US consul bids fond farewell to Scotland
Official says America sees country as a partner
By Ewan Fergus
IF THERE WERE TIMES WHEN AMERICA'S CONSUL in Edinburgh despaired of selling
the Bush administration to sceptical Scots she won't admit it. In diplomacy,
however, what is unsaid is often as important as words spoken.
And as Lisa Vickers, principal officer at the US consulate in Edinburgh,
prepares to leave her post for a spell of academia in New England, she
tactfully side-steps the Bush question, opting to focus on the "different
way" the Obama administration is doing business abroad.
"President Obama has made it pretty clear that we really want to engage with
countries on a variety of different issues in a slightly different way," she
says in her cultured San Franciscan drawl.
"I just received my traditional Fourth of July message from President Obama,
the gist of it was we are a country that doesn't give up, we try hard and we
never sit back and rest on our laurels otherwise we'd never have become
anything other than 13 colonies. We're not going to stop now when we're
facing a war on two fronts and a recession.
"We'll continue to engage and work very closely with the world in order for
all of us to pull out of this and be better than what we were."
There's no mistaking the conciliatory tone, often conspicuous by its absence
during the Bush years.
Vickers bristles when asked if her job was made easier when Obama swept to
victory and made America cool again. "I don't think we ever stopped being
cool," she says. "But I think that there's a renewed interest in the US and
there's a lot of interest in Obama and what he's doing and his policies. I
think it's very exciting right now and it's an exciting time to be an
American diplomat.
"I've served under four administrations. President Obama has a different
perspective and a different style, but many of the policies that the
previous administration had in place, he hasn't come in and thrown those out
wholesale. He has changed government policy on stem cell research, and has
made science and technology cool again. We are all eagerly awaiting what
will happen in Copenhagen in December at the UN climate change conference."
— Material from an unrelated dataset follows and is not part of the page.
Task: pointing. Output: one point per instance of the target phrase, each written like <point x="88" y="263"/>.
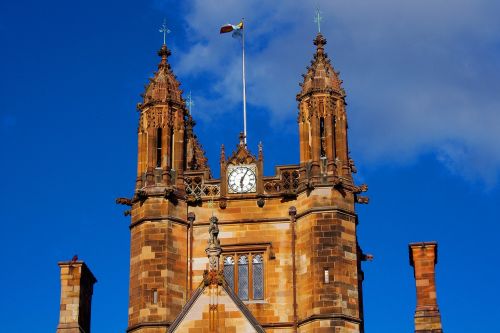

It is a measure of how much has changed in America that their officials
bring up issues such as climate change. Vickers, a 45-year-old career
diplomat of almost 20 years' experience, leaves Edinburgh to become a fellow
at the Fletcher School of Law and Diplomacy at Tufts University. She
departs, she says, with a heavy heart and is clearly enamoured with
Scotland, a nation where the US has had a permanent diplomatic presence
since 1798.
Is that affection for Scotland still shared by her fellow Americans? You
bet. "Edinburgh is a wonderful city and Scotland is truly a bonnie country.
I'm finding it very hard to leave.
"I think Americans are as fond of Scotland as they have ever been.
Connections between Scotland and the US are profound and long-standing.
"There's a real affection for Scotland, not only for brand-Scotland, the
tartan, whisky and shortbread, but also what Scotland is today - a
world-leader in renewable energies, in biotechnologies, and I think the US
increasingly is looking at Scotland as a partner. Scotland has some specific
research and selling points on renewables, biotechnologies and bio-medical
industries that are very attractive to US investors."
And is she confident that America can once again foster a reciprocal
affection around the globe?
"We live in a world that relies very heavily on partnership and teamwork,"
she declares. "I think it's also a matter of working with partners and other
countries which have shared interests and shared values to resolve problems
that affect us all. The recession, for example, isn't a US-UK recession.
It's worldwide.
"We all need to work together. I think we will because we all have the same
interests at heart. We all want jobs and homes and our families to be happy
and healthy and for our children to be well educated. That's a worldwide
aspiration."
This diplomat might be leaving, but it seems the fresh air will continue to
blow through the corridors of the US consulate in Regent Terrace.